Install the AD Login Extension 

az vm extension set \
--publisher Microsoft.Azure.ActiveDirectory.LinuxSSH \
--name AADLoginForLinux \
--resource-group myResourceGroup \
--vm-name myVM

 

Configure role assignment for the users 

username=$(az account show --query user.name --output tsv) vm=$(az vm show --resource-group myResourceGroup --name myVM --query id -o tsv) az role assignment create \ --role "Virtual Machine Administrator Login" \ --assignee $username \ --scope $vm

 

To enable the extension for an existing VM you can use the following PowerShell command:


Set-AzureRmVMExtension `
-Publisher Microsoft.Azure.ActiveDirectory.LinuxSSH `
-Name AADLoginForLinux `
-ResourceGroupName myResourceGroup `
-VMName myVM `
-Location WestEurope `
-ExtensionType AADLoginForLinux `
-TypeHandlerVersion 1.0

 

To allowed users to login into the VMs using Azure AD credentials the user account must be assigned either to the Virtual Machine Administrator Login or Virtual Machine User Login RBAC role.

 

An Azure user with the Owner or Contributor roles assigned for a VM do not automatically have privileges to log in to the VM over SSH.

 

Using Powershell to add users 

 

$scope = (Get-AzureRmVM -ResourceGroupName LinuxSecurity -Name UbuntuVm01).id
New-AzureRmRoleAssignment `
-SignInName user@domain.com `
-RoleDefinitionName "Virtual Machine Administrator Login" `
-Scope $scope

 

SSH Command for user connecting to the virtual machines


ssh user@domain.com@yourVM'sExternalIPAddress

 

Users are prompted to open the following web page https://microsoft.com/devicelogin, They need enter a code you are shown in the session, and then to authenticate with your Azure AD credentials.

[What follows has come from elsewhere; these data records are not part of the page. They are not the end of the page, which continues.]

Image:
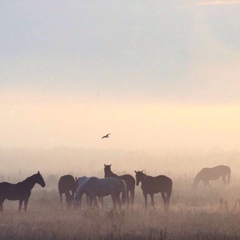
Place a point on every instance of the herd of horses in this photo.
(113, 185)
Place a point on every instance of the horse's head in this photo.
(139, 176)
(39, 179)
(107, 170)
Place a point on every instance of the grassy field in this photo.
(192, 215)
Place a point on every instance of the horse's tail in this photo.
(229, 177)
(124, 192)
(78, 194)
(169, 190)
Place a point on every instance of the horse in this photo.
(95, 187)
(129, 180)
(20, 191)
(67, 185)
(210, 174)
(80, 181)
(152, 185)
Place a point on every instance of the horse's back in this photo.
(12, 191)
(129, 180)
(157, 184)
(66, 183)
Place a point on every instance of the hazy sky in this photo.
(155, 74)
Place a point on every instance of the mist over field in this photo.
(161, 77)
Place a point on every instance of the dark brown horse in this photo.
(153, 185)
(67, 185)
(129, 180)
(20, 191)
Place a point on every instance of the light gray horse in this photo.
(211, 174)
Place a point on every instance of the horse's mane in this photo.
(80, 190)
(28, 178)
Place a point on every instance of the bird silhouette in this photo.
(106, 136)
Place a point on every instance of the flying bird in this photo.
(106, 136)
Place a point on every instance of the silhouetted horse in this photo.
(67, 185)
(20, 191)
(129, 180)
(80, 181)
(95, 187)
(152, 185)
(210, 174)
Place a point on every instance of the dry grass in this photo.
(192, 215)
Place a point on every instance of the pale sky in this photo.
(156, 74)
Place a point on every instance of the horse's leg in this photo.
(152, 200)
(119, 202)
(164, 200)
(20, 205)
(60, 194)
(100, 199)
(145, 197)
(25, 204)
(127, 197)
(1, 204)
(224, 179)
(132, 197)
(114, 201)
(207, 183)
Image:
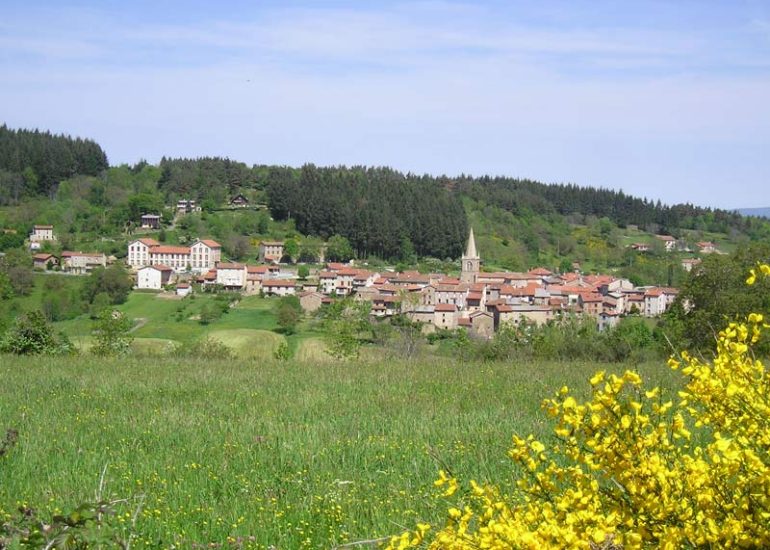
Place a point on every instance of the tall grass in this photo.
(291, 454)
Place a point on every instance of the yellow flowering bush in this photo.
(634, 468)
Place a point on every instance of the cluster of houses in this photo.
(672, 244)
(78, 263)
(479, 301)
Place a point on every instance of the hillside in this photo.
(385, 215)
(758, 212)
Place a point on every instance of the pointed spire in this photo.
(470, 252)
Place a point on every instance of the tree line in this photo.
(382, 212)
(32, 163)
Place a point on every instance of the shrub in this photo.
(111, 334)
(31, 334)
(208, 348)
(636, 468)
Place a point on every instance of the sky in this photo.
(664, 100)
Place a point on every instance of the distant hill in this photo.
(759, 212)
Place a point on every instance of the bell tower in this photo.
(470, 263)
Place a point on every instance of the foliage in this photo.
(111, 332)
(288, 313)
(35, 162)
(714, 294)
(346, 324)
(371, 207)
(338, 249)
(282, 353)
(635, 468)
(15, 273)
(114, 281)
(31, 334)
(206, 349)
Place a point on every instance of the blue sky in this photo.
(666, 100)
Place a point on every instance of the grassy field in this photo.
(297, 454)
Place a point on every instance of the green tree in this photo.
(288, 313)
(32, 334)
(114, 281)
(339, 249)
(111, 332)
(291, 249)
(715, 293)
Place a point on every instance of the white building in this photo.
(205, 254)
(82, 262)
(202, 256)
(42, 233)
(153, 277)
(279, 287)
(139, 252)
(270, 251)
(231, 276)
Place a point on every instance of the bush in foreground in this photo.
(634, 468)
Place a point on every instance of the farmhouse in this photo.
(82, 262)
(231, 276)
(43, 261)
(270, 251)
(311, 301)
(279, 287)
(42, 233)
(668, 241)
(707, 247)
(445, 316)
(187, 206)
(689, 263)
(239, 201)
(150, 221)
(153, 277)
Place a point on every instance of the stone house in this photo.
(43, 260)
(150, 221)
(153, 277)
(310, 301)
(231, 276)
(42, 233)
(279, 287)
(270, 251)
(445, 316)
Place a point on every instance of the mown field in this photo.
(296, 454)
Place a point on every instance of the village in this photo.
(478, 301)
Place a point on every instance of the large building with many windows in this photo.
(201, 256)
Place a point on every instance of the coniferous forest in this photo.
(33, 163)
(382, 212)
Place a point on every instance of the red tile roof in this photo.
(164, 249)
(279, 282)
(148, 242)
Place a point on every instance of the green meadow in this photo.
(299, 454)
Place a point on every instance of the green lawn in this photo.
(297, 455)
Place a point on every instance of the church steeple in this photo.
(470, 263)
(470, 250)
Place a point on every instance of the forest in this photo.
(33, 163)
(383, 213)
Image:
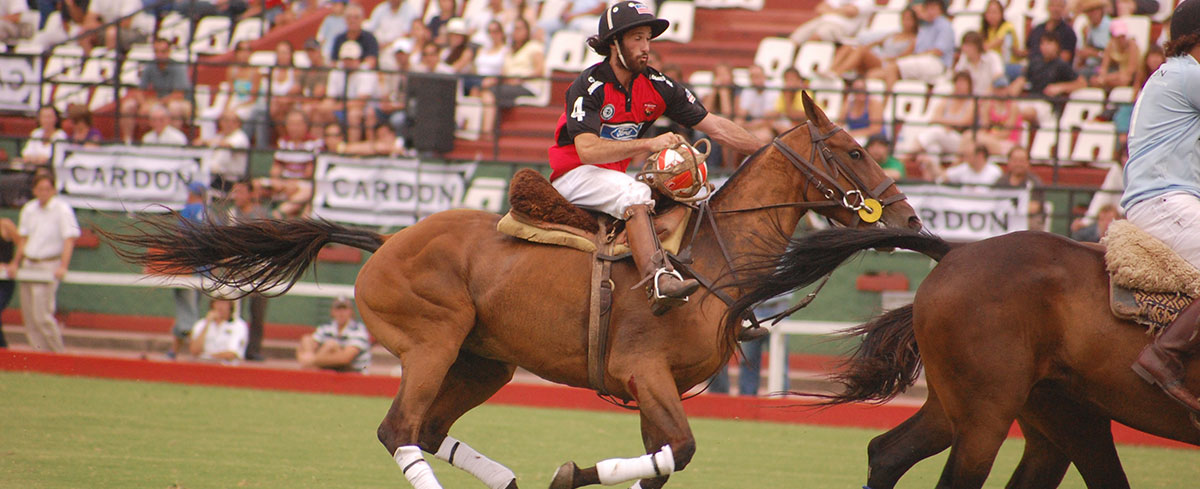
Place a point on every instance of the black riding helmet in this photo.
(625, 16)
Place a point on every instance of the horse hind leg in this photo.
(471, 381)
(663, 412)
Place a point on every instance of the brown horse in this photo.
(1012, 327)
(462, 305)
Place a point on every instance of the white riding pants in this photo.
(603, 189)
(1174, 218)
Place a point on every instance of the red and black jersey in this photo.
(598, 104)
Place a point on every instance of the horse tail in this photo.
(816, 254)
(885, 363)
(257, 255)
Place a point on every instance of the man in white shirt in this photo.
(47, 231)
(220, 336)
(390, 20)
(161, 131)
(975, 168)
(838, 20)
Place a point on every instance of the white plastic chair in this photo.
(682, 16)
(814, 55)
(774, 55)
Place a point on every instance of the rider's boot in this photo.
(1162, 361)
(665, 287)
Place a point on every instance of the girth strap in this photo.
(599, 314)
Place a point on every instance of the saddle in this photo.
(539, 213)
(1149, 283)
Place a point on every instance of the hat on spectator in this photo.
(349, 49)
(456, 25)
(1117, 28)
(1186, 19)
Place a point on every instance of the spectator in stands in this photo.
(1095, 231)
(48, 230)
(187, 300)
(789, 109)
(162, 79)
(577, 14)
(40, 146)
(858, 60)
(953, 116)
(82, 132)
(1120, 60)
(313, 80)
(220, 336)
(1000, 37)
(838, 20)
(353, 94)
(9, 237)
(340, 345)
(754, 104)
(1057, 24)
(294, 165)
(879, 146)
(11, 28)
(1000, 120)
(1047, 76)
(247, 207)
(390, 19)
(161, 131)
(1018, 173)
(369, 48)
(527, 62)
(862, 115)
(228, 160)
(1095, 36)
(973, 167)
(933, 52)
(984, 66)
(333, 25)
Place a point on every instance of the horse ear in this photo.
(814, 112)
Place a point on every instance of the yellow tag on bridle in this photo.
(871, 210)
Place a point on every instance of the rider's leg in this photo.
(1162, 361)
(665, 287)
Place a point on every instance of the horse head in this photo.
(839, 170)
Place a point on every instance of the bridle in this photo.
(821, 170)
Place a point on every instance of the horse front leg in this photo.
(663, 421)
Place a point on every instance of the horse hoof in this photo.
(564, 477)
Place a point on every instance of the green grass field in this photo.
(75, 433)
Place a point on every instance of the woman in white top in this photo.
(40, 146)
(528, 60)
(490, 60)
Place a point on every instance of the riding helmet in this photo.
(628, 14)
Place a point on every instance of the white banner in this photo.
(387, 191)
(127, 177)
(970, 213)
(18, 83)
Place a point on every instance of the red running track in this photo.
(522, 394)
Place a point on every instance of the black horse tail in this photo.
(883, 366)
(261, 255)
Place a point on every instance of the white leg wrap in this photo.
(489, 471)
(417, 470)
(615, 471)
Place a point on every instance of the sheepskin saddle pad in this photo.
(539, 213)
(1149, 282)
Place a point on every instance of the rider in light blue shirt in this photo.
(1163, 188)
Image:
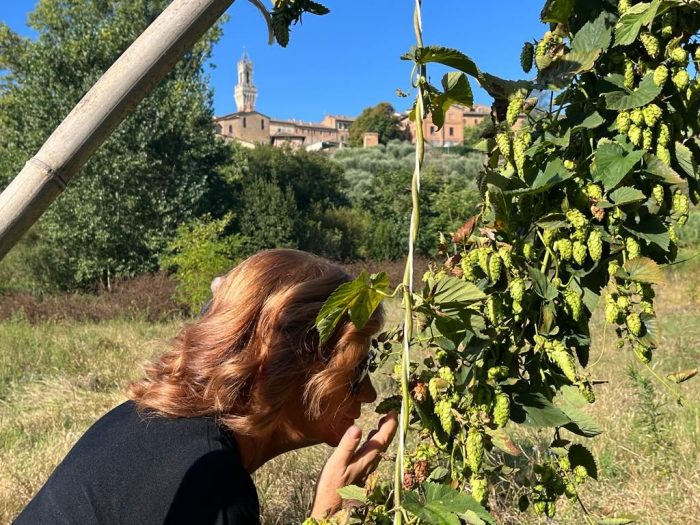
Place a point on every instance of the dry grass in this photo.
(56, 378)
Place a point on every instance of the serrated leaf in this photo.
(641, 269)
(442, 505)
(353, 492)
(645, 93)
(541, 285)
(580, 455)
(613, 165)
(682, 375)
(626, 194)
(593, 35)
(632, 20)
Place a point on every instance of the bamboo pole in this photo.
(135, 73)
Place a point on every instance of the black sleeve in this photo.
(215, 491)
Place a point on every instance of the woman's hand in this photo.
(351, 465)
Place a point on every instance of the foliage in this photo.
(200, 251)
(581, 204)
(380, 119)
(157, 170)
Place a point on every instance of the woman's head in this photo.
(256, 352)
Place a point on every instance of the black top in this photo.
(131, 468)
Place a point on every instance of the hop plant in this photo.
(595, 245)
(579, 252)
(623, 121)
(475, 449)
(479, 488)
(503, 143)
(632, 247)
(652, 113)
(443, 409)
(515, 107)
(501, 409)
(573, 302)
(635, 134)
(651, 44)
(526, 56)
(494, 272)
(660, 75)
(681, 80)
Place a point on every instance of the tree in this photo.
(157, 170)
(380, 119)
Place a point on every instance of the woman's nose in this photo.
(366, 393)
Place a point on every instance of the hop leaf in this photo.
(527, 54)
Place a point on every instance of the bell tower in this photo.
(245, 91)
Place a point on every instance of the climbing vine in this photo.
(590, 172)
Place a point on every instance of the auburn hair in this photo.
(256, 349)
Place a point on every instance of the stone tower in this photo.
(245, 91)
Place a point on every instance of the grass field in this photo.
(58, 377)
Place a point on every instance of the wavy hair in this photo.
(256, 349)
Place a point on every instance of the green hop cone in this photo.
(681, 80)
(663, 154)
(479, 488)
(443, 410)
(565, 361)
(503, 143)
(679, 56)
(515, 107)
(494, 267)
(632, 247)
(501, 409)
(576, 218)
(629, 74)
(652, 113)
(565, 249)
(623, 121)
(637, 116)
(612, 311)
(527, 54)
(635, 135)
(664, 135)
(573, 303)
(660, 75)
(651, 44)
(475, 450)
(580, 251)
(658, 194)
(634, 323)
(595, 245)
(517, 289)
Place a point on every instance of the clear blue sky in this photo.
(349, 59)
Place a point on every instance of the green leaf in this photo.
(442, 505)
(626, 194)
(542, 286)
(682, 375)
(645, 93)
(641, 269)
(613, 165)
(686, 161)
(557, 11)
(553, 174)
(353, 492)
(631, 22)
(593, 35)
(580, 455)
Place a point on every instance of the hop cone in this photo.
(526, 56)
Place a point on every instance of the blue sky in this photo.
(349, 59)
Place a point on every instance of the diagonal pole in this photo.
(135, 73)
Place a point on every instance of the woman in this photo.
(244, 383)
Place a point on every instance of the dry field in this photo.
(57, 377)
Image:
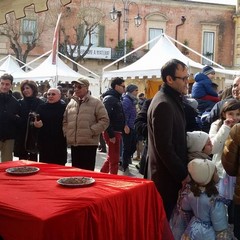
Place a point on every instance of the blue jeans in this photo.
(129, 147)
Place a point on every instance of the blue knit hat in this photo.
(130, 88)
(207, 70)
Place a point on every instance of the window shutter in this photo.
(101, 36)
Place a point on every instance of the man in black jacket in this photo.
(9, 117)
(113, 134)
(167, 146)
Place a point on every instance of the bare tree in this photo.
(22, 34)
(81, 30)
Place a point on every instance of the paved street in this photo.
(102, 156)
(99, 162)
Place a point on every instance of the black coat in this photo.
(113, 105)
(9, 116)
(51, 141)
(26, 132)
(167, 147)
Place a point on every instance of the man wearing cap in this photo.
(129, 134)
(84, 119)
(203, 90)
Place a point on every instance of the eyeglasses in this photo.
(78, 86)
(51, 94)
(182, 78)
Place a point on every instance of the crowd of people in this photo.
(195, 168)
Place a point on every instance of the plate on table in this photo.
(76, 181)
(22, 170)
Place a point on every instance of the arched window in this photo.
(156, 24)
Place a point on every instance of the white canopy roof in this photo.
(10, 65)
(151, 63)
(56, 72)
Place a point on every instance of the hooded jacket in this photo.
(83, 122)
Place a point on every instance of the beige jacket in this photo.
(231, 158)
(83, 123)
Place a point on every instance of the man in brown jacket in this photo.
(85, 118)
(231, 164)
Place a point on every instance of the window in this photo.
(97, 37)
(156, 25)
(154, 32)
(208, 47)
(29, 30)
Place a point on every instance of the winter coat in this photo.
(231, 158)
(167, 146)
(218, 138)
(29, 104)
(83, 122)
(210, 216)
(129, 109)
(202, 87)
(141, 120)
(113, 105)
(9, 116)
(51, 141)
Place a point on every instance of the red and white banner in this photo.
(56, 40)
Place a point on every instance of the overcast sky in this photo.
(231, 2)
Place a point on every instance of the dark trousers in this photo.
(236, 221)
(129, 147)
(84, 157)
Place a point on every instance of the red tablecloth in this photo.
(36, 207)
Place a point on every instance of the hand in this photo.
(112, 140)
(126, 129)
(38, 124)
(229, 122)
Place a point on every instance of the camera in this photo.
(34, 116)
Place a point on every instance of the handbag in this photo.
(180, 218)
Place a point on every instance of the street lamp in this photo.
(183, 19)
(137, 20)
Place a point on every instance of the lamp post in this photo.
(183, 19)
(114, 16)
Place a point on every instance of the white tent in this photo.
(150, 64)
(59, 72)
(10, 65)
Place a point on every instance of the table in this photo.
(36, 207)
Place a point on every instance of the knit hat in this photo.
(207, 70)
(82, 81)
(201, 170)
(130, 88)
(196, 141)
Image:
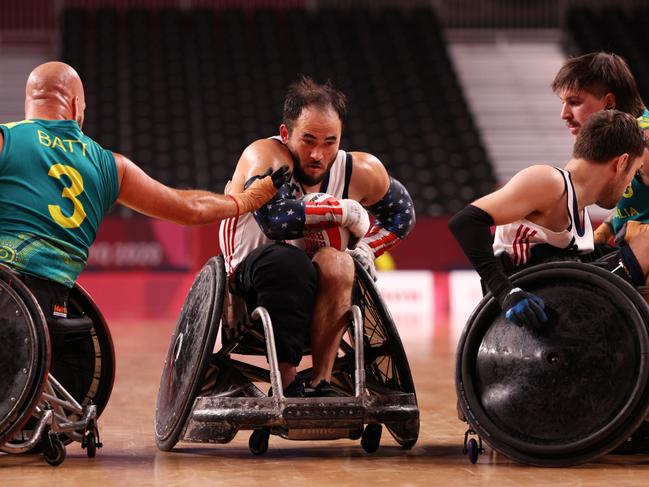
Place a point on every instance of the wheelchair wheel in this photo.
(189, 353)
(386, 366)
(24, 354)
(568, 393)
(85, 363)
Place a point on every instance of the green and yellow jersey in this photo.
(56, 184)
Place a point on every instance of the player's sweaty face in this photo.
(577, 106)
(313, 143)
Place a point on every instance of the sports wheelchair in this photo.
(57, 374)
(570, 392)
(207, 396)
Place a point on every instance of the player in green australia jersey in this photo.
(630, 218)
(56, 185)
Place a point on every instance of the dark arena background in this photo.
(453, 96)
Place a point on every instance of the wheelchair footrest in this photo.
(215, 419)
(67, 326)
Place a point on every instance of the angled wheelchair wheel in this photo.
(24, 354)
(189, 352)
(84, 362)
(566, 394)
(386, 365)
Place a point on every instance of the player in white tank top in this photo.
(543, 206)
(520, 237)
(241, 235)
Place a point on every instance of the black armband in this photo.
(471, 228)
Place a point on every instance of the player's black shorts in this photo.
(282, 279)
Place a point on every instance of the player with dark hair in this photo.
(303, 294)
(56, 185)
(594, 82)
(542, 211)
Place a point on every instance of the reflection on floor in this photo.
(129, 456)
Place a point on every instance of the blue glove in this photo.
(524, 309)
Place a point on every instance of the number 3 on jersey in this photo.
(71, 193)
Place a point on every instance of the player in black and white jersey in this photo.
(542, 209)
(306, 295)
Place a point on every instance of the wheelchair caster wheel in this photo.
(472, 450)
(258, 442)
(407, 445)
(91, 445)
(54, 451)
(371, 438)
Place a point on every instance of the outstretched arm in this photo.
(531, 191)
(144, 194)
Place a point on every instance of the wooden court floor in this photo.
(130, 458)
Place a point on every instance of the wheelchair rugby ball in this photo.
(336, 237)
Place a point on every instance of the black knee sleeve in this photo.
(282, 279)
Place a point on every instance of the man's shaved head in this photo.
(54, 91)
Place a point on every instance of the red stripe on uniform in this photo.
(319, 209)
(528, 246)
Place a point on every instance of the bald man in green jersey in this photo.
(56, 185)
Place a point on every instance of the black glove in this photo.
(524, 309)
(279, 177)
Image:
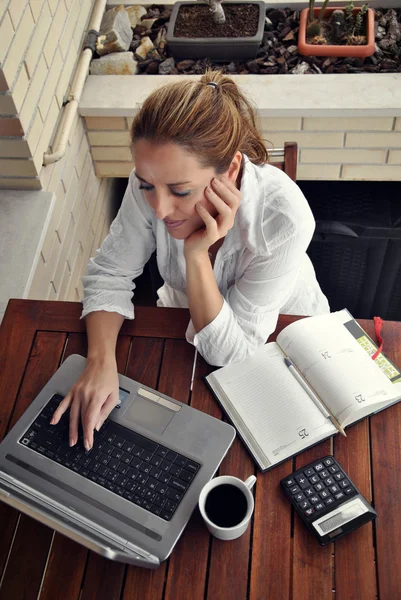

The users simply then close the browser window, return to the SSH prompt, and press the Enter key.

 

They are now signed in to the Azure Linux virtual machine with the role permissions as assigned, such as VM User or VM Administrator. If the user account is assigned the Virtual Machine Administrator Login role, you can use the sudo to run commands that require root privileges.